A remote-controlled train struck and killed a railroad worker in a CSX railyard on Sunday. Freight railroad safety has been under intense scrutiny since the Norfolk Southern derailment and chemical spill in East Palestine, Ohio. After this recent fatal incident, railroad unions are demanding an industry-wide review regarding the use of remote-controlled locomotives.
ABC News reported that CSX Carman Fred Anderson was killed in a CSX railyard in Walbridge, Ohio. The National Transportation Safety Board is investigating the incident and stated that Anderson stepped into the path of a moving locomotive just before 4:00 a.m. on Sunday morning. The locomotive was being operated by remote control.
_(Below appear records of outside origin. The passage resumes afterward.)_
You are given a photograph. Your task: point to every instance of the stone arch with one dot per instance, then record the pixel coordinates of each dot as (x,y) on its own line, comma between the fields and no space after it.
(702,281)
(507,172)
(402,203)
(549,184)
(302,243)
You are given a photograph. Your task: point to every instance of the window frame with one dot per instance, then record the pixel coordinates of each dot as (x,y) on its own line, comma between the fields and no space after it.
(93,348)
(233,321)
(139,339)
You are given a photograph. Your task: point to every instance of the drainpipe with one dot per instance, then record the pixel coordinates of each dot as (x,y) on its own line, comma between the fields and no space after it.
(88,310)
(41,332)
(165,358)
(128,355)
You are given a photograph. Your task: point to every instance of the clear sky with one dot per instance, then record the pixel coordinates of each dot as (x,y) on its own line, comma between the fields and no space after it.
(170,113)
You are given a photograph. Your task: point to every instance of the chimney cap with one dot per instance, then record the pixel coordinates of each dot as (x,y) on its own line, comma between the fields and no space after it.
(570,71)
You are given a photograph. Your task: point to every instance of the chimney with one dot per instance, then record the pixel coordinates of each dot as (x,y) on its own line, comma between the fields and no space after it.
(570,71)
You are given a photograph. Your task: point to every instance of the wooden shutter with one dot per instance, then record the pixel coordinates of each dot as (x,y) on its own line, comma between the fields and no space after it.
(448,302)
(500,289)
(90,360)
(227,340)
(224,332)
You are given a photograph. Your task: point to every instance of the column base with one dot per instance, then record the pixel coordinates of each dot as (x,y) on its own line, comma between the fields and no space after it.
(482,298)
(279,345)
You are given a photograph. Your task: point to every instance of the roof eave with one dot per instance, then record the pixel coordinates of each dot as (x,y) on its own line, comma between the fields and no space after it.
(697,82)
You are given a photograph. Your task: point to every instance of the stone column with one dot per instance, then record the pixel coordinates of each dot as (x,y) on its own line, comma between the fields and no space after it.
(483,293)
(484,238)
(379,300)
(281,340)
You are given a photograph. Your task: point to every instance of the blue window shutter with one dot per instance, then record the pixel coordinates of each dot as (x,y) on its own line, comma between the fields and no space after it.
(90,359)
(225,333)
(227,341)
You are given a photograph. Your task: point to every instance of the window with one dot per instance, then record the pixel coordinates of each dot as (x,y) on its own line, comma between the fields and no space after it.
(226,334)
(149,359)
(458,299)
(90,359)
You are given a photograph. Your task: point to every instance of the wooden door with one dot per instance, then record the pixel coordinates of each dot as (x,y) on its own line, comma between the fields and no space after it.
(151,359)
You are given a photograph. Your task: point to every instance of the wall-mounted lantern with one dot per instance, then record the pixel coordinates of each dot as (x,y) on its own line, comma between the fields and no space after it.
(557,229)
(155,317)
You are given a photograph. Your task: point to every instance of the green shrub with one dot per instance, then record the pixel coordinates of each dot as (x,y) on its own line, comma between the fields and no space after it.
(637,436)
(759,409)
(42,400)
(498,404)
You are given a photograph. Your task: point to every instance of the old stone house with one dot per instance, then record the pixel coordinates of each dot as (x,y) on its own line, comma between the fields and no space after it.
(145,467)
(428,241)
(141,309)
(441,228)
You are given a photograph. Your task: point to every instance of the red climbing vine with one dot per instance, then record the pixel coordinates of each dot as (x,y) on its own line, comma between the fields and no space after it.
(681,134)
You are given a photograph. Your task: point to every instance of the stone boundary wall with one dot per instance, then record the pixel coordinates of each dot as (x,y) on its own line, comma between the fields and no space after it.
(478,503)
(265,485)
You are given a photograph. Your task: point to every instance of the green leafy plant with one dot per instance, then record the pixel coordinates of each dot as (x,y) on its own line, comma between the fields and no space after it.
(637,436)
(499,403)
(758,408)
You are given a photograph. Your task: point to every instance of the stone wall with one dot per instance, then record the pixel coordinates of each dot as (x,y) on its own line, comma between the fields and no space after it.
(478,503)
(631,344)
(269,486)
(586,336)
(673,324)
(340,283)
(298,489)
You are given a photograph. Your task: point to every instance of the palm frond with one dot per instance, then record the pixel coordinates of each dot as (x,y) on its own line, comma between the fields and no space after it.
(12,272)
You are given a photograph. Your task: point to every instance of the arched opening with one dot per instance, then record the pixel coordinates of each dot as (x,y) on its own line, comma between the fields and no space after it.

According to the Transportation Communications Union, this was the third fatality involving remote-controlled locomotives. A statement from TCU National President Artie Maratea reads:
“Enough is enough. A full-scale review of the use and practices around remote-control locomotives is long overdue. CSX — and every railroad — must evaluate their use of these supposed technological advancements to ensure they are actually making our members safer, and not merely replacing people to continue lining the pockets of Wall Street.”
Since the Federal Railroad Administration’s approval in 2005, remote-controlled locomotives have been primarily used in railyards to build trains. Guidelines for federal regulators stipulate a few broad measures to ensure safety, like imposing a 15-mile-per-hour speed limit. However, the remote controls inherently introduce an element of danger by allowing someone to move a massive machine without being fully aware of what or who is around the vehicle.
CSX is cooperating with the investigation. Railroad spokesperson Sheriee Bowman said in a release:
“CSX mourns the loss of this employee and our thoughts are with his family and loved ones. The safety of our railroaders is our highest priority. CSX is working with officials to determine exactly what happened.”